The Information Commissioner’s Office (ICO) published a statement on 20 January 2023 about the obligations of public electronic communications service providers (CSPs) under Regulation 5A of the Privacy and Electronic Communications Regulations 2003 (PECR).
Following feedback received, the ICO removed the statement from its website so it could review it in order to provide greater clarity regarding its shift in regulatory approach to CSPs, which is in line with ICO25 – our three-year strategic plan.
As part of ICO25 we are aiming to reduce data protection compliance burdens and costs for businesses by providing regulatory clarity, support and guidance, as well as focussing our resources where we can have the greatest impact.
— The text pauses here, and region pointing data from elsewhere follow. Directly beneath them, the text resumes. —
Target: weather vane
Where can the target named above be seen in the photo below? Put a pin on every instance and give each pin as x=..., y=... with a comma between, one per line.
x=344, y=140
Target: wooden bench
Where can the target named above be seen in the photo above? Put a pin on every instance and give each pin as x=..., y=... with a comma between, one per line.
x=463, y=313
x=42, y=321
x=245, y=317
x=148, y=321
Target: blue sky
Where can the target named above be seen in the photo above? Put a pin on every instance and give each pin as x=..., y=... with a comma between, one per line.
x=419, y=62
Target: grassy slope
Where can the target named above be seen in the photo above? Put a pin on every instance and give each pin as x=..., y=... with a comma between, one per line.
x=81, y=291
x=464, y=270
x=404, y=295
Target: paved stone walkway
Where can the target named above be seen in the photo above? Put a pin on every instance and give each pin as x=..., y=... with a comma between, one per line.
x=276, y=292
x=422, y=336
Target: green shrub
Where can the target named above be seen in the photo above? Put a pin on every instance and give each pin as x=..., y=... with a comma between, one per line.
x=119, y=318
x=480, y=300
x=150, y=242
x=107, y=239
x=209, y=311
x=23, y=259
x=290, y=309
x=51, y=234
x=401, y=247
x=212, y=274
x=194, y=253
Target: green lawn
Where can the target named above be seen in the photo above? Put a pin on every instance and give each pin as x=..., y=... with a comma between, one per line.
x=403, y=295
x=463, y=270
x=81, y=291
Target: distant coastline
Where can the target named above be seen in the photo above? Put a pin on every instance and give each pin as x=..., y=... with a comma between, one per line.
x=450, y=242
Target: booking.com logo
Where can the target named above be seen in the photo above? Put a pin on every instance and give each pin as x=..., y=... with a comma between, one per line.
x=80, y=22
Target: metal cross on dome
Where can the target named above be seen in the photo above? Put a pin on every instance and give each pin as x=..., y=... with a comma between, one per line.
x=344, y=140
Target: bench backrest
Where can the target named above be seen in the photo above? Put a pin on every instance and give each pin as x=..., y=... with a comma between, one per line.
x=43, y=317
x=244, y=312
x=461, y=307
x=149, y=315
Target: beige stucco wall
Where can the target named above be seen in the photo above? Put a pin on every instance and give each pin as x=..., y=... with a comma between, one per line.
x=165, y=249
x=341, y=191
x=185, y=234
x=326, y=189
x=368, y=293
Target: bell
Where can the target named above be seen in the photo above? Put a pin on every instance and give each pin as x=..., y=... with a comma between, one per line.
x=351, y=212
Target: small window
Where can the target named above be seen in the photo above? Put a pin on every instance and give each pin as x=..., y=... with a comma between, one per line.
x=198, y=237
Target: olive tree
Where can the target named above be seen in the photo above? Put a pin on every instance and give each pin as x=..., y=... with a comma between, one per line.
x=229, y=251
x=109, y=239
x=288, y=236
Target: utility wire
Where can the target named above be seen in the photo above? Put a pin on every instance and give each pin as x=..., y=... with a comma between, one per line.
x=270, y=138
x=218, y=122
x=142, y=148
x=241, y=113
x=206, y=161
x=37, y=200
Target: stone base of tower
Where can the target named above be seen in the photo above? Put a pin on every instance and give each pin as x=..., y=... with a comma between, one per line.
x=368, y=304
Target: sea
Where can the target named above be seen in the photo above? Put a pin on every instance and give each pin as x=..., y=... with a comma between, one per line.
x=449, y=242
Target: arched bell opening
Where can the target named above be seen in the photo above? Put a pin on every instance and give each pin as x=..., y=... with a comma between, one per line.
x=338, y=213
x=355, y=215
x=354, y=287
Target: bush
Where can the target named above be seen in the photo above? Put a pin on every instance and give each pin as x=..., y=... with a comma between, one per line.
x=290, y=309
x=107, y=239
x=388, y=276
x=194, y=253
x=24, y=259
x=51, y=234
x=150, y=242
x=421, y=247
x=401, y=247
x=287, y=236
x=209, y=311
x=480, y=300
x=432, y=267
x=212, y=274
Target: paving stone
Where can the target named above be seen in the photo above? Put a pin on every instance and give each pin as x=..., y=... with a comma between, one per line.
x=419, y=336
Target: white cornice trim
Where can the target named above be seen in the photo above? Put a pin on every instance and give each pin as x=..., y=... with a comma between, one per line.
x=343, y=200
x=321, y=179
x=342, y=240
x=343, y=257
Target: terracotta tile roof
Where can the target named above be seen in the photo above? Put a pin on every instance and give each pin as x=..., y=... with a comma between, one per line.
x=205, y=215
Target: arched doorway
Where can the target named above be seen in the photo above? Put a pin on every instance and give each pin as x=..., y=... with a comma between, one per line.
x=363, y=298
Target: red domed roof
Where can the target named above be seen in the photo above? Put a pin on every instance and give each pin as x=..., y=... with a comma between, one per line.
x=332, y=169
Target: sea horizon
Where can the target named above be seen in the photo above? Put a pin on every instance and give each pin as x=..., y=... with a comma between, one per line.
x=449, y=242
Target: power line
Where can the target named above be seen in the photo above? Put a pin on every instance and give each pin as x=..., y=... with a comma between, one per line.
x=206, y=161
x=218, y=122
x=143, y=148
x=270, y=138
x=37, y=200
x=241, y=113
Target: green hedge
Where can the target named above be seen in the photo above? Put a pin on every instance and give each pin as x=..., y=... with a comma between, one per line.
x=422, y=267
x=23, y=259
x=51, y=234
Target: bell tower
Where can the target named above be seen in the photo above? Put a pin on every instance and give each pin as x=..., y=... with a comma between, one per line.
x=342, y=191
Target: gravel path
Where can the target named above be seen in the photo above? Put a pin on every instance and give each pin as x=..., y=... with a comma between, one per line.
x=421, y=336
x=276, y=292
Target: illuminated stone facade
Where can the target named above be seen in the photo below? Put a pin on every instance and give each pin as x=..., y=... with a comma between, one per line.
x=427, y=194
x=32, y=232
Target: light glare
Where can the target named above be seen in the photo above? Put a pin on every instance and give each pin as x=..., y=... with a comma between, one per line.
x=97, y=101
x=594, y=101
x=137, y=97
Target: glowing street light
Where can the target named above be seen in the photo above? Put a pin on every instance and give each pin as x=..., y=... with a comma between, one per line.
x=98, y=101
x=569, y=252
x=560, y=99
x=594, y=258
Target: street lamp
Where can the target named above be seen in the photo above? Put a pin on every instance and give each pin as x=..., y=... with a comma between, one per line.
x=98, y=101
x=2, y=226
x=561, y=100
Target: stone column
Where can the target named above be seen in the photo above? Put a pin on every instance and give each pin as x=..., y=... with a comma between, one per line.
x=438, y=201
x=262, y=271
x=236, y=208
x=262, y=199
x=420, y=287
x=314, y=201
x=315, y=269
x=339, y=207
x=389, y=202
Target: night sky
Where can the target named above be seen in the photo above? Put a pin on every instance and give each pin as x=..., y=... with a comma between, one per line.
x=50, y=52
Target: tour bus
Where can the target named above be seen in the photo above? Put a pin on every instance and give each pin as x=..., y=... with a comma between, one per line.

This change in approach will allow the ICO to better use resources on investigations where significant harm has been, or is likely to be, caused to individuals and where we can have the greatest impact as a proportionate regulator.
Enforcing Regulation 5A PECR
Regulation 5A PECR requires a CSP to notify the ICO within 24 hours of becoming aware of a personal data breach. If a report is not received in time, the ICO can issue a monetary fixed penalty of £1,000 to a CSP under Regulation 5C PECR. This requirement under PECR takes the place of UK GDPR breach reporting obligations for CSPs.
The ICO currently receives around 10,000 reports per year under Regulation 5A PECR. Our analysis of these reports indicates that incidents notified to us usually result from human error and only affect a small number of individuals. Typically, CSPs then take action to improve their internal systems to prevent similar errors occurring.
The ICO is mindful of the regulatory burden on CSPs in meeting the short 24-hour reporting deadline in circumstances where the incidents being reported are unlikely to result in any risk to individuals’ rights and freedoms.
Accordingly, going forward, the ICO will use its discretion not to take enforcement action against CSPs under Regulation 5C PECR if they fail to comply with the 24-hour notification requirement in relation to such incidents, provided that they are still notified to the ICO within 72 hours of the breach. The ICO may take enforcement action and impose a monetary penalty on a CSP if it fails to notify the ICO within that time period. However, we remain committed to working with CSPs to help them minimise the regulatory burden, including by keeping the impact of the ICO exercising its discretion in this way under review.
The ICO will continue to use evidence, intelligence, and insights gained from these notification reports to identify any emerging or systemic risks in the sector, and within CSPs themselves, which may require our intervention. We will still take enforcement action in relation to the underlying breaches reported, where it is appropriate to do so.
The ICO continues to expect CSPs to report incidents that are likely to adversely affect the personal data or privacy of subscribers or users to the ICO within 24 hours. Failure to do so may result in the ICO taking regulatory action under Regulation 5C PECR. Similarly, CSPs must still comply with their obligations under PECR to notify these breaches to subscribers or users, where necessary.